For secondary prevention, we suggest starting treatment with a statin (pravastatin or simvastatin) in any patient with a serum LDL cholesterol level above a threshold of 3.3 mmol/L (equivalent to a serum total cholesterol level of about 4.8mmol/L). This figure is compatible with the findings of the CARE trial.34 Lifestyle measures should also be instituted but this should not unnecessarily delay treatment with a statin.

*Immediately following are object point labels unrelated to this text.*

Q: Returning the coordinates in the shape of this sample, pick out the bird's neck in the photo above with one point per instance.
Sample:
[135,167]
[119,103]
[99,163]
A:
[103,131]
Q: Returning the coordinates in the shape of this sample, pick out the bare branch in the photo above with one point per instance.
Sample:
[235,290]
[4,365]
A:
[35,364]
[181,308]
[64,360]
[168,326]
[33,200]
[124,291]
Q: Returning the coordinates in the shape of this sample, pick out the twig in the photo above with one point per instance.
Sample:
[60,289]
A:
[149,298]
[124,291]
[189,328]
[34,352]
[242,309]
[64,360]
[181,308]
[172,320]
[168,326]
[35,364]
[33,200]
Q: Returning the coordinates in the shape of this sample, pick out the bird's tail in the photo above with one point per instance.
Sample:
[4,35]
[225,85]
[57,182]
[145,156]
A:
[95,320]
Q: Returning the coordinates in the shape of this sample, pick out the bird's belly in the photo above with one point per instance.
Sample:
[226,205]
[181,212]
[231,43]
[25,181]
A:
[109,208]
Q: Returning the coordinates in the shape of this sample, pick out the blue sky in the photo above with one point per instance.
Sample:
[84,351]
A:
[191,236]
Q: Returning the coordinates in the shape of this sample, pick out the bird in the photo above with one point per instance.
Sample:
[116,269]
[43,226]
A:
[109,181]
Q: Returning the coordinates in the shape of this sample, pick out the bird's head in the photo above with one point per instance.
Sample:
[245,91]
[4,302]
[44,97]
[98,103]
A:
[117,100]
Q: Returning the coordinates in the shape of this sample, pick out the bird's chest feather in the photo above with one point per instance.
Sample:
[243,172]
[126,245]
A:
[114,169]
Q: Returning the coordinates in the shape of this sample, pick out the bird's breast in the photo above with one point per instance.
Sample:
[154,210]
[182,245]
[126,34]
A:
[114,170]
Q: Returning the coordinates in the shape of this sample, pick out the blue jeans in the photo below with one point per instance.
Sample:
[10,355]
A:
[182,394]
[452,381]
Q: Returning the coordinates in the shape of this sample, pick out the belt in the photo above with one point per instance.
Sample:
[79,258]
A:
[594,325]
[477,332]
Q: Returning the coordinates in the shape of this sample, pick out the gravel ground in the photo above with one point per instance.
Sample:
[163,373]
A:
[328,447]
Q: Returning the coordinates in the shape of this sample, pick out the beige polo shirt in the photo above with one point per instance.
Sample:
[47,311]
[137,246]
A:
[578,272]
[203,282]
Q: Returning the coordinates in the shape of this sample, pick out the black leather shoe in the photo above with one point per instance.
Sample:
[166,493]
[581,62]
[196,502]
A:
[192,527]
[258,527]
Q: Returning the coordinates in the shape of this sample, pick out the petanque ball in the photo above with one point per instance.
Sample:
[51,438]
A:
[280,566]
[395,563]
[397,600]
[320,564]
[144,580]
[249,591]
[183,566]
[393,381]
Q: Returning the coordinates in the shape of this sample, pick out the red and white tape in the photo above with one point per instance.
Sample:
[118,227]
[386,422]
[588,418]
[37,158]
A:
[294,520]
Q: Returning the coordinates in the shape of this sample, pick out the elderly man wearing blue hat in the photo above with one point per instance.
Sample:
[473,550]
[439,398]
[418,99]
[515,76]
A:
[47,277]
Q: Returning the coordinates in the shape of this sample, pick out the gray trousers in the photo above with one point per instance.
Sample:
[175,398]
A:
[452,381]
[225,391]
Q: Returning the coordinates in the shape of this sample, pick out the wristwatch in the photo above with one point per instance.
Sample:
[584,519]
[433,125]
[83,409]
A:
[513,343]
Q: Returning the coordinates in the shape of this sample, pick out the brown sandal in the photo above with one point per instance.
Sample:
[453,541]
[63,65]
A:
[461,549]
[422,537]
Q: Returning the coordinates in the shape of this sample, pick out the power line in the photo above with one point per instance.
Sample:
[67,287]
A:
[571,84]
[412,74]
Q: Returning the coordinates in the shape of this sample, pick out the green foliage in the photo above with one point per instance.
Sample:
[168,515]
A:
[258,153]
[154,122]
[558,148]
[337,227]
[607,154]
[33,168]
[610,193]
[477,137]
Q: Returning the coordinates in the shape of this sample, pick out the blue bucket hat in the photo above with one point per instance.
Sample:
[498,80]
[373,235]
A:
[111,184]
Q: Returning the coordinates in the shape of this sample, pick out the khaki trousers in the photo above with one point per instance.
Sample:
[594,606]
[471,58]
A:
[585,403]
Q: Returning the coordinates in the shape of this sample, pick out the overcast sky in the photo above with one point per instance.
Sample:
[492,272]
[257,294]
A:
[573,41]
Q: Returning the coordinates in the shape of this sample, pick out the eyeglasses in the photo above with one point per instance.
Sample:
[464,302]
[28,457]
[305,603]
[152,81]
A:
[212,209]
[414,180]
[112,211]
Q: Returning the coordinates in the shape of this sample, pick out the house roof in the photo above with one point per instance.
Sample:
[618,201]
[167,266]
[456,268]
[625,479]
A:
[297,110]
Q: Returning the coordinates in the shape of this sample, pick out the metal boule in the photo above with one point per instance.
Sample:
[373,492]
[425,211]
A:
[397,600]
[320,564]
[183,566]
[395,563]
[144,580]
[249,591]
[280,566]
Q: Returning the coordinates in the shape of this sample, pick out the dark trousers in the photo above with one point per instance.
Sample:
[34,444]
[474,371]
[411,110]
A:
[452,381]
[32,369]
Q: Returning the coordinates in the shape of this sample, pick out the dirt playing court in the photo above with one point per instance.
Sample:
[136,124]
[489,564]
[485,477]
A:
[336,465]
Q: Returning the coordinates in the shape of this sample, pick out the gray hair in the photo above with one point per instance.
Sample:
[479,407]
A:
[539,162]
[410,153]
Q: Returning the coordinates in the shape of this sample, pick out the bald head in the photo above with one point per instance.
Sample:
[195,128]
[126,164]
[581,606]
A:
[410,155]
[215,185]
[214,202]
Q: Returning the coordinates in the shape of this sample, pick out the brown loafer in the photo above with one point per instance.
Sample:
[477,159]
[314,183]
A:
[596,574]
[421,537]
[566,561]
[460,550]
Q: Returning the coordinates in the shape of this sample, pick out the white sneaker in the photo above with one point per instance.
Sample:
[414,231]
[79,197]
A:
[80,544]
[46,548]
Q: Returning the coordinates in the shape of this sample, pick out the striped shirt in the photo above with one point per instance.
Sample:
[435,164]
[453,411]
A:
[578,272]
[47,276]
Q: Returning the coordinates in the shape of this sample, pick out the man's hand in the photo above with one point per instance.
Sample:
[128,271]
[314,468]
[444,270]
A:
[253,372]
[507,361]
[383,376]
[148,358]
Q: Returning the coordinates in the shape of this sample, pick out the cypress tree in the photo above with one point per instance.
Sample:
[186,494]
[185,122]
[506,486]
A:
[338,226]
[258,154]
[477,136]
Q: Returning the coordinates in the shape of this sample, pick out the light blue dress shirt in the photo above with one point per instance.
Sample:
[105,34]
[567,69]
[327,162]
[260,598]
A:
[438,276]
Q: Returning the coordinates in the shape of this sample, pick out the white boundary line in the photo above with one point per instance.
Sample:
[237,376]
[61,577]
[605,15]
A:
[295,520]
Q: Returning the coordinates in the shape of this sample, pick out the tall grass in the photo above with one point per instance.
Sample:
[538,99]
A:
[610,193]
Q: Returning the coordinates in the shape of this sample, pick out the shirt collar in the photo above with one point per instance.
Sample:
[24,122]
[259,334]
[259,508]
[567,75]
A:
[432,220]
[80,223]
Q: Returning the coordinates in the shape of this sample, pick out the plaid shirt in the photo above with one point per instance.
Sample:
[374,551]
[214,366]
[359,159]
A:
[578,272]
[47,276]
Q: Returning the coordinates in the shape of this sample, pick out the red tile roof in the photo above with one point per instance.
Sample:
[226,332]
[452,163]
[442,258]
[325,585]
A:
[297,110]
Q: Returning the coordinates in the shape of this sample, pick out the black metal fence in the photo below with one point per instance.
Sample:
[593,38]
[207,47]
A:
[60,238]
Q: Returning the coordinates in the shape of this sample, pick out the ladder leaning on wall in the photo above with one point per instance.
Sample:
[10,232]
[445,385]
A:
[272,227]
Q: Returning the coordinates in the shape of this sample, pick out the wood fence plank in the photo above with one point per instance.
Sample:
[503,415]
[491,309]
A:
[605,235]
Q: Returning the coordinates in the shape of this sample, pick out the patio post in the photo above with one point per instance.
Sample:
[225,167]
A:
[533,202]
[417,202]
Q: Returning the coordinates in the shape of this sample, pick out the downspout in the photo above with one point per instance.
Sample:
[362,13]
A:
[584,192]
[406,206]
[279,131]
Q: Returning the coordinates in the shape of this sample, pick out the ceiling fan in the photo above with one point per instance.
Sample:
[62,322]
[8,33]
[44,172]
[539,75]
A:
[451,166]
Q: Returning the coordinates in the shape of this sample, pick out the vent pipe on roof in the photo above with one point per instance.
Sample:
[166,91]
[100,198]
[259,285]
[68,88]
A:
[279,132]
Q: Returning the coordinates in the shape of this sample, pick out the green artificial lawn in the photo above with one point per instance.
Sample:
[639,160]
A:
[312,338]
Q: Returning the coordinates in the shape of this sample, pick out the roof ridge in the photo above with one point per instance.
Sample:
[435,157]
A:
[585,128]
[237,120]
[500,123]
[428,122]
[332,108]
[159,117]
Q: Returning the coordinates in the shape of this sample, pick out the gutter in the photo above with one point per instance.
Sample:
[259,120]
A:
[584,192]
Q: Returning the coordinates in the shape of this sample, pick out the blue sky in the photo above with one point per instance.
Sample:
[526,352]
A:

As more trial data and results from the implementation of treatment policies become available, advice will need to be modified. We plan to review our advice on primary and secondary prevention in 2 years.


Patients with raised levels of blood cholesterol are at risk of developing and dying from coronary heart disease (CHD). These risks can be reduced by treatment. As general measures, individuals should not smoke, should eat food that does not elevate circulating cholesterol concentrations unduly or promote obesity, and should exercise regularly. In a patient without evidence of coronary heart disease, the need to measure blood cholesterol should be determined by the patient's CHD risk factors, as should decisions on when to treat if levels are found to be abnormal. Figures collating these factors are given in the Sheffield tables. The tables do not include specific advice for patients from ethnic minorities or for identifying and treating those with genetically determined hyperlipidaemias; protocols for management in these circumstances should be devised locally by GPs and specialists. Where there is a family history of premature CHD and/or of hyperlipidaemia or if the level of high-density-lipoprotein cholesterol is known to be low, we suggest that serum total cholesterol concentration should be measured and if raised, specialist advice sought. If hypercholesterolaemia is to be treated, a statin is the drug of choice. In a patient with evidence of atherosclerotic disease (e.g. angina, previous myocardial infarction, stroke), treatment with a statin should be started if the serum low-density-lipoprotein cholesterol levels are 3.3mmol/L or above. Other risk factors, such as hypertension and diabetes mellitus will also need treating.